Using a WeChat app-based Skin Care E-Station platform for its delivery, the intervention involved a 12-week program. The intervention’s content included structured educational modules in multimedia formats, with interactive learning tools and an electronic action plan personalized and adjusted for the child’s age and the severity of their eczema. The study’s main outcome measure was the rate of relapses at the 12-week mark following completion of acute treatment.

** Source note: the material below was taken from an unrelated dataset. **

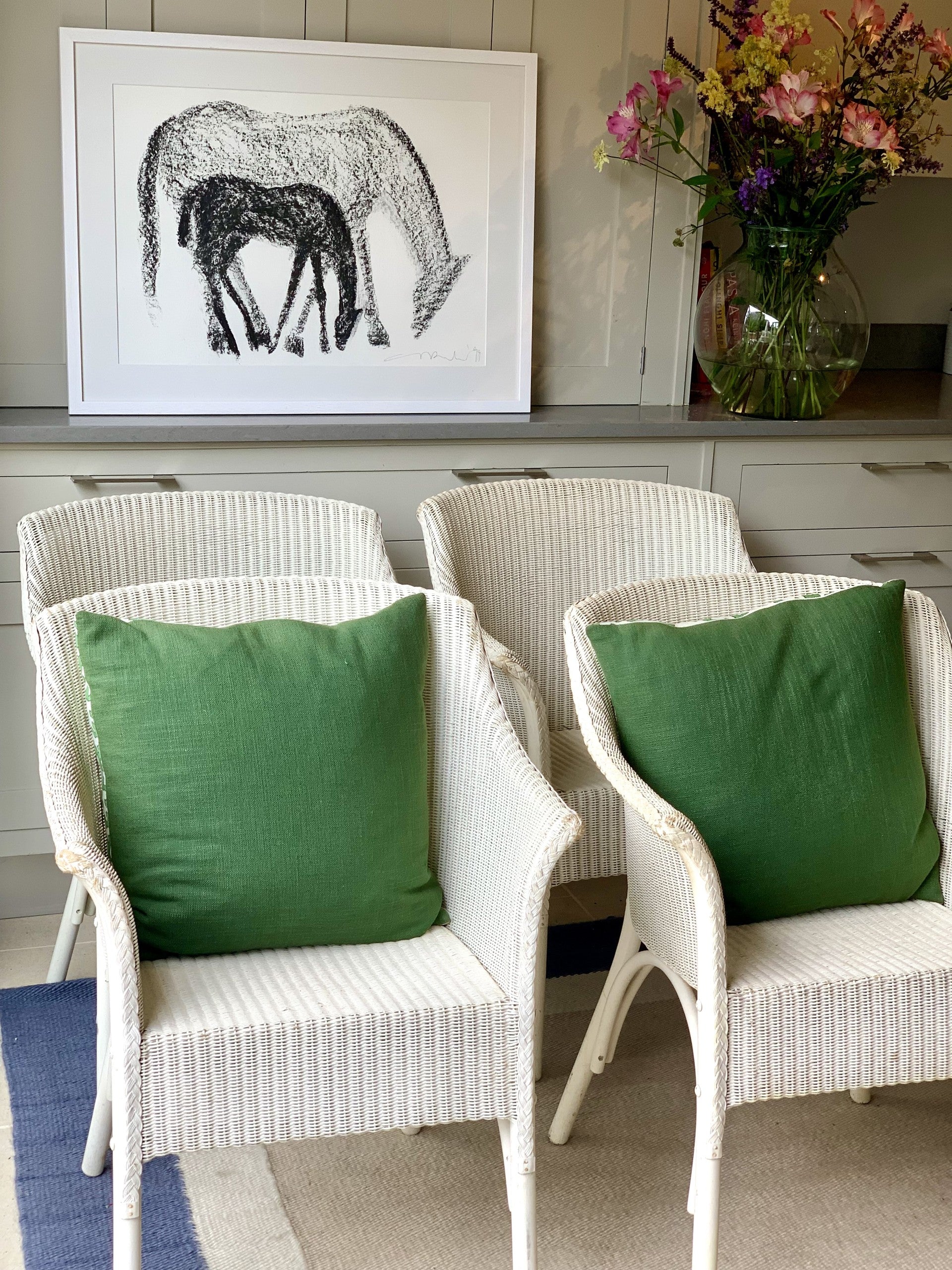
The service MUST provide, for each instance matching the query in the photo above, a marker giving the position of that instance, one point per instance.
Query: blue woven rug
(49, 1033)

In their study’s secondary outcomes, Yang and coauthors looked at any shifts in disease severity, evaluated via the Scoring Atopic Dermatitis index, the Patient-Oriented Eczema Measure, and the Peak Pruritus Numerical Rating Scale. They also examined participants’ health-related quality of life using the Children’s Dermatology Life Quality Index or Infant’s Dermatitis Quality of Life Index and the Dermatitis Family Impact questionnaire. Follow-up interactions with participants extended to 52 weeks.

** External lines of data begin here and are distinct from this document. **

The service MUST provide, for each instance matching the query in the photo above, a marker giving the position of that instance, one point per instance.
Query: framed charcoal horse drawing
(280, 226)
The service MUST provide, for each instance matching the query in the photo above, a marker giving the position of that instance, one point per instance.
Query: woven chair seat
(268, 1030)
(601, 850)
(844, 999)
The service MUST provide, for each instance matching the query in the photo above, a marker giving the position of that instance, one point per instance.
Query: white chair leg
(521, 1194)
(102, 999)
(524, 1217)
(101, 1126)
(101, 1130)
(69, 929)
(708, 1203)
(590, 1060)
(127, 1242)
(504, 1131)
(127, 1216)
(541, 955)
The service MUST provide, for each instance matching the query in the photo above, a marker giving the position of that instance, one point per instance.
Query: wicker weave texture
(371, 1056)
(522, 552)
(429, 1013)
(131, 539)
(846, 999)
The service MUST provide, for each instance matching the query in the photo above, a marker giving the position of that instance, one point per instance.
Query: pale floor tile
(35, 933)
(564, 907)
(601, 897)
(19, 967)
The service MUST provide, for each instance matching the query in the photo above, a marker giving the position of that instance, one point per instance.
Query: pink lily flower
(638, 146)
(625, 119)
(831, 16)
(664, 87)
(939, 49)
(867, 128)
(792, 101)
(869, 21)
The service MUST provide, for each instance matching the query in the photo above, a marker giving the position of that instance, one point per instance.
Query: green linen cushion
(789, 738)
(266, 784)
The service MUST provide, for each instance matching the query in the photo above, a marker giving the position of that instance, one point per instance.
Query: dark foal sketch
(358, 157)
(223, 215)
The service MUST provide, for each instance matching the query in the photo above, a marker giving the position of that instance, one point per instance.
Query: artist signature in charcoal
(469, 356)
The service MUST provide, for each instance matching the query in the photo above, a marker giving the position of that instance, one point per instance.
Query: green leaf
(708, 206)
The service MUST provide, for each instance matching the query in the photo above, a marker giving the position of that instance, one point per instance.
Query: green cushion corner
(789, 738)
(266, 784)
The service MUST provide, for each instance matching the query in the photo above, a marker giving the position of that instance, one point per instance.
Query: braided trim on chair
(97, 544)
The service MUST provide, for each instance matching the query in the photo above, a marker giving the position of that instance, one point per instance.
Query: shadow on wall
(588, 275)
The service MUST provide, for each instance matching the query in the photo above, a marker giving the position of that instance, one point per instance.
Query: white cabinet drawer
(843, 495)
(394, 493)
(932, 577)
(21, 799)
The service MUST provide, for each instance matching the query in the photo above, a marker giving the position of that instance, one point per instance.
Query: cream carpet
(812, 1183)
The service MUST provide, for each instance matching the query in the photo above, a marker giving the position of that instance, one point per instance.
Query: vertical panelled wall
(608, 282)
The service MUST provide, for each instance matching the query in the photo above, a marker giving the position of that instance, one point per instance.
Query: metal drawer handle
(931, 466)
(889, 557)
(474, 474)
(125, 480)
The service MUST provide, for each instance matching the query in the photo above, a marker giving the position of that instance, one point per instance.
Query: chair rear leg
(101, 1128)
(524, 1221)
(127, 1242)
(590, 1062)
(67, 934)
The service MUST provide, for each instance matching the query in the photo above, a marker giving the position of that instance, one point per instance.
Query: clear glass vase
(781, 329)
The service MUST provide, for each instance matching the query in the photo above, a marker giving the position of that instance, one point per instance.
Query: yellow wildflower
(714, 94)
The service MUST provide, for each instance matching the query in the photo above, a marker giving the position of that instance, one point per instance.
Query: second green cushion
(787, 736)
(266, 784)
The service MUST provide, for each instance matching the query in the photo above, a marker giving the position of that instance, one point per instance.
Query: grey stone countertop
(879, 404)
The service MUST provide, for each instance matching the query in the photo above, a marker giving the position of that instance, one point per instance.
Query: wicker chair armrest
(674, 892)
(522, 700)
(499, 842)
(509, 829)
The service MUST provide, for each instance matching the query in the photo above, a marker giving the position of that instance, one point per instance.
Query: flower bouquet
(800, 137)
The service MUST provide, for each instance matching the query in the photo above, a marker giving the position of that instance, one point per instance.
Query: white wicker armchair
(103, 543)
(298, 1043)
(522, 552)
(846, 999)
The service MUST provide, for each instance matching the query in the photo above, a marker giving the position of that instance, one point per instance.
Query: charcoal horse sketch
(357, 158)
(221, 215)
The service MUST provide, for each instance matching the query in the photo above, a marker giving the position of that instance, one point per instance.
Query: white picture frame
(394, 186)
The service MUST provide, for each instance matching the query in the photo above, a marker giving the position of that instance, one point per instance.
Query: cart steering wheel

Results After Using Digital Eczema Education Tool

There were 615 children randomized, and the participants had a mean age of 3.3 years (SD 1.7).1 51.5% of the study subjects were listed as male. Relapses at the 12-week mark took place significantly less often in the digital education cohort versus the control cohort. Specifically, Yang and colleagues found relapses occurred in 16.6% versus 24.0% of those evaluated, respectively (relative risk 0.69, 95% CI 0.50–0.96; P = .02).

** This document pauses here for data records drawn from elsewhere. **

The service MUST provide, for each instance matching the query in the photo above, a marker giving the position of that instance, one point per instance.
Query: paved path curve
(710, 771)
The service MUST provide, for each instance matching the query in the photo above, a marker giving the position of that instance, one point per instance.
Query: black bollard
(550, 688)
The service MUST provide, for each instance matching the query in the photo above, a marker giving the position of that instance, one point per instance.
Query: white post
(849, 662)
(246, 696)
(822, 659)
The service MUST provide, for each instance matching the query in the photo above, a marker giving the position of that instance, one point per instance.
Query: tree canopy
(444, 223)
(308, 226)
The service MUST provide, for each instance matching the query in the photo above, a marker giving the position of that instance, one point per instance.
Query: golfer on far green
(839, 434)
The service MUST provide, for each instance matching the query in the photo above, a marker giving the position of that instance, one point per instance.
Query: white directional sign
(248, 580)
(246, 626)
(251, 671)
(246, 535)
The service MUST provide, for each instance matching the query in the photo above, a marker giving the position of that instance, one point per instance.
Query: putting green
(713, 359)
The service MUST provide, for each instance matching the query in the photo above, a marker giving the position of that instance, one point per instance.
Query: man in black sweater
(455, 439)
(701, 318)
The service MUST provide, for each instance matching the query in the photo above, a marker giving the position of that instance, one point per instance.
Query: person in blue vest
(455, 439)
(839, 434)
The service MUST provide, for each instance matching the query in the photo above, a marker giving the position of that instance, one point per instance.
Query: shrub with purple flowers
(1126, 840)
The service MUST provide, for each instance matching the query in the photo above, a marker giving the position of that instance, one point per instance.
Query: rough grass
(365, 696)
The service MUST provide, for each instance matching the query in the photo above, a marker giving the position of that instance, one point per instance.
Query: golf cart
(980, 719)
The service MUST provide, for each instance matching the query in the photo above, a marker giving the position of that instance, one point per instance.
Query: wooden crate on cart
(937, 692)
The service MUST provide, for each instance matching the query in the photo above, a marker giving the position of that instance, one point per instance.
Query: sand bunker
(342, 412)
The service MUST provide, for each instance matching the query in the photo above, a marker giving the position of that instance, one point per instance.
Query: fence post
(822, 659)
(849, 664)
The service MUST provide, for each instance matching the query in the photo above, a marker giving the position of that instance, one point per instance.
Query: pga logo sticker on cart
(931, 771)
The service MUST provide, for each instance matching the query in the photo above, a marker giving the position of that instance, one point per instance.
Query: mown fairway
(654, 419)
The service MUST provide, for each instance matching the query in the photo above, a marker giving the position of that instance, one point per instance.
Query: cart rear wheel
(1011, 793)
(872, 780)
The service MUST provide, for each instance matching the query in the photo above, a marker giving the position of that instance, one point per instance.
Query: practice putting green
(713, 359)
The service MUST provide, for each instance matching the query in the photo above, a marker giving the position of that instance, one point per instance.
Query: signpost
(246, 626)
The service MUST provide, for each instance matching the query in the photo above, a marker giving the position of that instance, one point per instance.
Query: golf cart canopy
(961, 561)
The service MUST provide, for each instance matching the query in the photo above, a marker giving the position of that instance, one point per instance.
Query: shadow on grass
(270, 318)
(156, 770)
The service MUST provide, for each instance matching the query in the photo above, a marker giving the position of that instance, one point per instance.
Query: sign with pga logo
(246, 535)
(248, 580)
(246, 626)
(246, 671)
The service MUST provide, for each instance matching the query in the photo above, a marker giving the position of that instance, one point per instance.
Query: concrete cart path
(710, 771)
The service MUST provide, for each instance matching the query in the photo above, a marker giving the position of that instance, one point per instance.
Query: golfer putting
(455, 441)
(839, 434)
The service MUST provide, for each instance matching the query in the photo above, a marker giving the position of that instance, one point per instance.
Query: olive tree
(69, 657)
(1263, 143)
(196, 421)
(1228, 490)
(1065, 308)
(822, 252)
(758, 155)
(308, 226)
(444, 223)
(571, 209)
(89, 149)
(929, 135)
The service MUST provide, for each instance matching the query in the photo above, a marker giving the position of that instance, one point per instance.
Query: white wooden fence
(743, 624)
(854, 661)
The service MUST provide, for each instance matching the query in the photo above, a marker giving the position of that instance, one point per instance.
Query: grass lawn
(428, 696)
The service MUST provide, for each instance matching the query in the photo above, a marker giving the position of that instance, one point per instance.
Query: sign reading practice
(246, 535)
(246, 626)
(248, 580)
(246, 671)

In their Kaplan–Meier analysis, Yang et al observed improved relapse-free survival within the initial 100 days in subjects given the digital intervention (hazard ratio 0.688, 95% CI 0.490–0.966; P = .03).1 There was no statistically significant difference seen between study arms in terms of relapse rates beyond 12 weeks or for secondary outcome measures. The team’s data regarding usage indicated strong engagement with the digital intervention. Specifically, they found 58.0% of caregivers continued to access this digital platform on a regular basis each week.

“Our findings are consistent with prior evidence demonstrating that structured education improves short-term management and adherence in pediatric [atopic dermatitis],” the investigative team concluded.1 “However, they also highlight a common challenge: achieving long-term disease modulation with brief interventions is difficult.”

References

  1. Yang H, Shu H, Wang H, et al. Smartphone-Based Digital Eczema Education Program for Atopic Dermatitis in Children Aged 0 to 6 Years: Multicenter, Randomized, Parallel Controlled Clinical Study. J Med Internet Res. 2026 Jan 7;28:e79559. doi: 10.2196/79559. PMID: 41499674; PMCID: PMC12779099.
  2. Golinelli D, Boetto E, Fantini MP, et al. Adoption of Digital Technologies in Health Care During the COVID-19 Pandemic: Systematic Review of Early Scientific Literature. J Med Internet Res. 2020 Nov 6;22(11):e22280. doi: 10.2196/22280. PMID: 33079693; PMCID: PMC7652596.